Noticias y otras narrativas

La apatía con los noticieros sugiere una necesidad de reinventarlos.

11 de octubre 2019 , 07:00 p.m.

¿Podemos pensar otros telenoticieros? Sin duda es un género de mucha importancia en las audiencias nacionales, pero se tiene la sensación fastidiosa de que todos los días vemos el mismo. Ha habido algunos cambios en los noticieros nacionales que han aumentado horarios; se inician desde muy temprano, con más análisis de contexto y noticias en directo. Pero los que se transmiten en los horarios tradicionales siguen un viejo formato al que sucumben, incluso, nuevas propuestas: entrada con una noticia violenta, asesinatos, derrumbes, violaciones; luego, el tema es la corrupción (se volvió un subgénero), unido a otros escándalos, y al final, deportes, los goles de los infaltables (cuesta asimilar que a diario el debate central es si el futbolista James es o no de los afectos de su director en Madrid...), y el punto de cierre, dedicado a la farándula, la moda y el mundo feliz.
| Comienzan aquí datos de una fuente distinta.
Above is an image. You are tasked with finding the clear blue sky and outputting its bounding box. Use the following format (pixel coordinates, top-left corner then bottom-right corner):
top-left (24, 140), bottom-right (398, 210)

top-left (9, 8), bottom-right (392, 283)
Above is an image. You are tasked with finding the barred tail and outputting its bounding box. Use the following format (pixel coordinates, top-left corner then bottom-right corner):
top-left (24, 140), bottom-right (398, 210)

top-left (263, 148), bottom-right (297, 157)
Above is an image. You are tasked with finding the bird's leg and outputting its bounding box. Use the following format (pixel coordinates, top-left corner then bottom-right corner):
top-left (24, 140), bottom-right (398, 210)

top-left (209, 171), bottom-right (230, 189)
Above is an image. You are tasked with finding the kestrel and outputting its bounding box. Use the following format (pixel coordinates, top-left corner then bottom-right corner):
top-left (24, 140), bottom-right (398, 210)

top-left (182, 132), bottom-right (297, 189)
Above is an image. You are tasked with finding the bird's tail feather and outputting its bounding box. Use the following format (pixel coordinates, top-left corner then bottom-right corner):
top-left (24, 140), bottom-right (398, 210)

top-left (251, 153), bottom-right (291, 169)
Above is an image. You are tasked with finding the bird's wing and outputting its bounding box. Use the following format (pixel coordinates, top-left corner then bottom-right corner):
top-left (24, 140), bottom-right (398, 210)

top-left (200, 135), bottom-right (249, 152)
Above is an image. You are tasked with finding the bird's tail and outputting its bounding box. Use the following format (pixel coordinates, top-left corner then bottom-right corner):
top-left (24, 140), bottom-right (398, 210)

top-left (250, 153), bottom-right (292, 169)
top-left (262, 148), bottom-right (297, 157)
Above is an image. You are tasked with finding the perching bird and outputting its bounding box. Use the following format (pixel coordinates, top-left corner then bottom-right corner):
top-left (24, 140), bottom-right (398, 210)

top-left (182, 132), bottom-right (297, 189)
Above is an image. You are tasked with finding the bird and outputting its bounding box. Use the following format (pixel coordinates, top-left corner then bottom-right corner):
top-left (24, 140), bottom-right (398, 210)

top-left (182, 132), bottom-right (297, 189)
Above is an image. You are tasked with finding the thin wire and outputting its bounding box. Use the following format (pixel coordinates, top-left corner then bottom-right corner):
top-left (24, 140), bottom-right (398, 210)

Algunos hechos fantásticos, como la escapada de una exsenadora usando una cuerda, llenan de júbilo las noticias por darse ahí mismo la diversión. Ese mismo hecho que trae por sí su máximo picante ¿no sería del caso enriquecerlo? No digo investigando la historia de la señora voladora, como es lo obvio, sino parangonando actos similares que den tradición a los hechos (como hace la literatura). Admitamos esto como ejercicio narrativo: relacionarla con otra fuga memorable, también de nuestra propiedad nacional, la escapada de ‘Santrich’, para al fin sacar una pregunta clave de nuestro pensar nacional: ¿por qué el país rabió a más no poder con la fuga del guerrillero, mientras que la exsenadora ha despertado simpatía, y diría que hasta perdón? Los une una acción delictiva, pero también el espectáculo de la esencia del gusto televisivo. Dejarlos solo en “escapada increíble” es desperdiciar lo maravilloso literario que contienen.

Y no es que se esté viendo menos TV; al contrario, el consumo aumenta. Cerca del 90 por ciento de los colombianos ven televisión convencional. Solo que los noticieros no son los preferidos. En julio pasado, Betty la fea (Ibope) marcaba 14,21 por ciento frente a los noticieros, que llegan apenas al 6,9; en este momento, Yo me llamo alcanza el 20 por ciento. La apatía con los noticieros sugiere, pues, una necesidad de reinventarlos con otras narrativas, librándonos del formato; ¿acaso la vida diaria no podría ser contada (en forma) más libre, atractiva, sana y variada, sin faltar a la verdad, a la información ni al impacto?